Thursday, December 09, 2004

Notes From My Knapsack 12-26-04

(Please note that this is posted early, for the Community Booster's Christmas issue! We now return you to regular programming. . .)

Atop our Christmas tree in the living room is a little plastic angel that is my "Zuzu’s petals," my "you’ve had a wonderful life" moment.
She came from the top of a tree in the back room of an abandoned store in a half-empty mall, a tree half-heartedly decorated that was about to be trashed in a pile of frozen turkey boxes, empty tubes of wrapping paper, and the scraps from the largest Angel Tree program I hope ever to be involved in.
1,200 children from some 800 households in a county whose total population was well under 60,000. That’s just how many "applied" to the program through the Salvation Army. Often people would observe that they "knew" there were applicants abusing the system. My response was (and is) "I agree." Based on extensive and up-close experience, I’d allow up to 10% as "users," folks gaming the system to get stuff. 120 out of 1,200 seems like a modest price to pay . . .
. . . even more so, when I factor in what I saw when delivering some of the gift bundles to isolated ridgetop and holler-dweller homes where transportation plans had gone awry. Personally, I’m sure there were more like 2,000 homes and some 3,000 kids who could have qualified. If the families chose not to use assistance for Christmas, that can be an honorable choice, but those numbers left me impatient with those who were unsupportive because of the so-called "undeserving."
Overall community support in our West Virginia county was strong, from individuals, churches, civic groups & businesses. But for all that, we also walked parents (or grandparents, or guardians) through a room where they could get one more toy per child. There was little complaining and many "Thank yous" in that room, but for those of us who were escorts through the big space with the adopt-a-family bundles, the food pantry with the baskets sized per household, and into the "one more toy" room, we knew all too well the sidelong glance, the hesitating hand.
The choices that were made in that room were ones no person who loves a child should have to make.
As escorts, we had some latitude. If the "adoption" bundle looked awfully light, or was obviously just clothing, we could let families take an extra or two. But we also had to watch each other, because the temptation to be generous meant that there might be nothing left for the last families coming through, and some of us had seen that, too.
Some of us, anyhow. The job of escort had a fairly low return rate from year to year, and many just vanished after a few cycles through the rooms as escorts, even when they were signed up for all day.
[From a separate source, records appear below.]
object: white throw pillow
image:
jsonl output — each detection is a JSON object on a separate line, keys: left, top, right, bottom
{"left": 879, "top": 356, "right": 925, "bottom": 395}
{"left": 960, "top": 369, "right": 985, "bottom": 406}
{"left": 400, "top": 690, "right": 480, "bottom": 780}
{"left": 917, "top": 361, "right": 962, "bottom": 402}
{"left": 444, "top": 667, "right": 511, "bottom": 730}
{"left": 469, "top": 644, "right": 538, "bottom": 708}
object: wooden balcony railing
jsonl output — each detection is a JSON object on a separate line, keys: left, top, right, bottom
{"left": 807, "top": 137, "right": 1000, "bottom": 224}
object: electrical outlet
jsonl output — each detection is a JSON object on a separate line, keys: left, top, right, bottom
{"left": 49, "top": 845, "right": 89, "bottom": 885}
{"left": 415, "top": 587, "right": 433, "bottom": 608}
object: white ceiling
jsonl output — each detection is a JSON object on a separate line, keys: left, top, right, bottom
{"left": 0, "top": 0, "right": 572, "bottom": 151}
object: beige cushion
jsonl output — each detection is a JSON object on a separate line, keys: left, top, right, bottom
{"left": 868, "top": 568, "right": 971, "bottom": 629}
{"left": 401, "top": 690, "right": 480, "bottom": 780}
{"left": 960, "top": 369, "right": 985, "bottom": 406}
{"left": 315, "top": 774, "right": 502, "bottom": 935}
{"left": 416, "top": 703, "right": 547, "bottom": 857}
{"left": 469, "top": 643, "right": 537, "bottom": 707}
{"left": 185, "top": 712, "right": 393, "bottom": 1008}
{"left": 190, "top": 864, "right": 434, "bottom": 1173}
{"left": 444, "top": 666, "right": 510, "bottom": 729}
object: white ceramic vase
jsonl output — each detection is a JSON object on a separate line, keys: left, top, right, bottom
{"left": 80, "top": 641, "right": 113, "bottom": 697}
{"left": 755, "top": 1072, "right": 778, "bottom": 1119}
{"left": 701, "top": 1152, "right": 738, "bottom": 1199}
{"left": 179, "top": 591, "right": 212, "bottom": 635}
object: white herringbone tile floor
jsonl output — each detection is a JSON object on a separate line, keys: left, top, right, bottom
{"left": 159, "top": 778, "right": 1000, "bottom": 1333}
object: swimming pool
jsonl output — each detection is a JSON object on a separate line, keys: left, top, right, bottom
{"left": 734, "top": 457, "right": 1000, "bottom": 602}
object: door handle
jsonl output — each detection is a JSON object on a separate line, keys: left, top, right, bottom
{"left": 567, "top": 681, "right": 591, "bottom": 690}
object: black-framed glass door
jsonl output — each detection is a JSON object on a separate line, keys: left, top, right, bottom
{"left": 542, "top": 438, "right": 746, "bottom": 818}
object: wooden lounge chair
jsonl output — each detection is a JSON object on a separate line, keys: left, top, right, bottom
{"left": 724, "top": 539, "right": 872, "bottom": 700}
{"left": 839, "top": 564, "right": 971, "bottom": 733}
It was sad work, punctuated by moments of sheer joy, with a steady undertone of hopefulness that you could hear if you listened closely with your heart, hard though it was to hear over the chaos of 800 trips through the Angel Tree set-up in that empty grocery store.
Through it all, in the former meat department, this angel looked down calmly upon us all, from the peak of an afterthought piece of décor.
She was (and is) about to blow a note on a long golden horn, getting ready to call a halt to all our muddled uncertainty and announce a new day. The first few times I looked at her, I saw her as the anticipation of the end of a long day, then as a herald of the possibility that those two days would go by swiftly.
With the weary hours, she began to promise something more, as she patiently watched the parade of humanity pass by: the end of poverty, the close of hopelessness, the conclusion of sorrow. And I began to hope that her trumpet might point to a beginning, a brighter day to come.
When the last packages were gone, and the remaining half-thawed turkeys carried away, we swept and tidied the space better than we had found it when we moved in the previous week (we might want it again next year, after all). The tree in the toy room had been largely stripped of ornaments, and was revealed as the half-barren store reject it was. But the angel still perched on the top.
"I’ll keep her," I said, plucking her off as the last load went to the mall dumpster. She is on our tree today, still ready to play that note of ending, and beginning.